In the Question Which complete graphs can be embedded on a torus? the poster says, that the complete graph $K_5$ can be embedded on a torus.
But the Euler characteristic of the torus is 0 and the Euler characteristic of $K_5$ is 2. Shouldn't they be the same if $K_5$ can be embedded on the torus?
The Euler characteristic of $K_5$ is not $2$. A graph does not have an Euler characteristic.
A graph can have genus, which is the minimum genus of any orientable surface it can be embedded in; since $K_5$ can be embedded in a torus, which has genus $1$, we know that $K_5$ has genus at most $1$. (Since $K_5$ is not planar, we know it does not have genus $0$, therefore it has genus exactly $1$.)
For orientable surfaces, the genus $g$ and the Euler characteristic $\chi$ are related by $\chi = 2-2g$, so if you wanted to, you could define the Euler characteristic of a graph by this formula. This is not commonly done. By this definition, the Euler characteristic of $K_5$ would be $0$ - the same as that of the torus.

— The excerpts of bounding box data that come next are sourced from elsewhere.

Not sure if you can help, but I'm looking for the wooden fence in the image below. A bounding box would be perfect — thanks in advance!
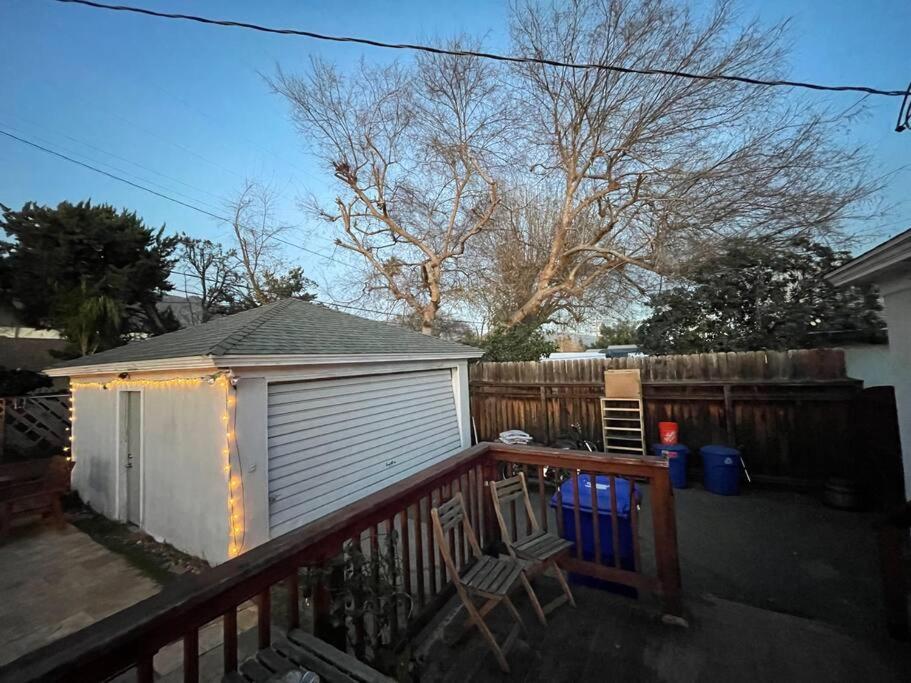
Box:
[0,394,70,460]
[469,349,861,485]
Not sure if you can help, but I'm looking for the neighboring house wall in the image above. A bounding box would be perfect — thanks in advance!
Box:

An equivalent way to phrase this definition would be that the Euler characteristic of a graph is the maximum Euler characteristic of any orientable surface it can be embedded into. So we'd conclude that whenever a graph is embedded in an orientable surface, its Euler characteristic must be less than or equal to that of the surface, and that's true here, so we're fine.